On a desktop I use regularly, I had a nagging Live Meeting issue when trying to attend a hosted Live Meeting. After clicking the “Join Meeting” link I received the following error:

Live Meeting Error Screenshot

I had always assumed the root cause was that the Live Meeting client was getting confused (configuration) between on-premise and  hosted live meetings because I use the same client to attend both. BTW, I good tip - if the meeting URL starts with “meet:”  it is an on-premise OCS server hosting the meeting, and if it starts with a “https:” it is a hosted live meeting.

I dug into the issue, found the problem, fixed it, and wanted to share my experience for the benefit of others.

The fixed turned out to be an Internet Explorer setting (see KB article: You are prompted to open or to save a file that is named “Launch.rtc” when you try to join a meeting in Live Meeting 2007).  This article discusses many causes for this error, but after taking the first action (Disable the “Do Not Save Encrypted pages to disk” option in Internet Explorer”) everything worked like a charm.

Here is why several things can go wrong with the launch process for a hosted Live Meeting.
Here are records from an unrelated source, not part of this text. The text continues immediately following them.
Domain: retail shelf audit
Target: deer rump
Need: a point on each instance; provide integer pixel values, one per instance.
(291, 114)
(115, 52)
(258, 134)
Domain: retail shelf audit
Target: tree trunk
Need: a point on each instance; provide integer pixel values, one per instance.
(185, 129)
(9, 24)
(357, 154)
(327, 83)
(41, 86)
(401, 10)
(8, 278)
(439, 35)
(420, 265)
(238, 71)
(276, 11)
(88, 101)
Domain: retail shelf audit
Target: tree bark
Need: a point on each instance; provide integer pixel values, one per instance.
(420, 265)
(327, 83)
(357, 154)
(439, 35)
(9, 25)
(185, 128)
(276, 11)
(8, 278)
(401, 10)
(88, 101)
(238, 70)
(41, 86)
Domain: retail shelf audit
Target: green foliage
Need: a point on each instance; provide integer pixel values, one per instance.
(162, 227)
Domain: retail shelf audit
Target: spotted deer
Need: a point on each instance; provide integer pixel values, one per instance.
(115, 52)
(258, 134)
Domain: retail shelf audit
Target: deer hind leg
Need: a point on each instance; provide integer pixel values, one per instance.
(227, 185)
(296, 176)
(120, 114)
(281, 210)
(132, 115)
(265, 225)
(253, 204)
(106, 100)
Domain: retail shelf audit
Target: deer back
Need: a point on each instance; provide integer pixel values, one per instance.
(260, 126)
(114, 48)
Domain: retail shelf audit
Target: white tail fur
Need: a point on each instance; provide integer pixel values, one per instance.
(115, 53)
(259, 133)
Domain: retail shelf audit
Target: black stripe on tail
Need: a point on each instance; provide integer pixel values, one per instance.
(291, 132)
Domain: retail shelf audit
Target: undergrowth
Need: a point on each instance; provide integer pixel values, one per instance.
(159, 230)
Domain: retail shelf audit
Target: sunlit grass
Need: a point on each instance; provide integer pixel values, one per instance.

When the user clicks on that “Join Meeting” link here is what happens:

  1. A URL launches in the browser with the meeting details (e.g. https://www.livemeeting.com/<meeting url, id, and role>).
  2. The web site redirects the client to a Microsoft RTC Connection File (i.e. “launch.rtc” file).  The RTC file contains the meeting information (role, meeting start time, end time, etc…)
  3. The RTC file is (should be) associated with the program “Microsoft Office Live Meeting Router”.
  4. The “Microsoft Office Live Meeting Router” starts the local Live Meeting Console with the information about the meeting from the RTC file.

In general, users can minimize chances of other Live Meeting client issues by running the most up-to-date client.  The new OCS Update Resource Center makes this easier.

Users can also point their browsers at the Inside OCS Client Version Tool to easily see what versions of each client they are running.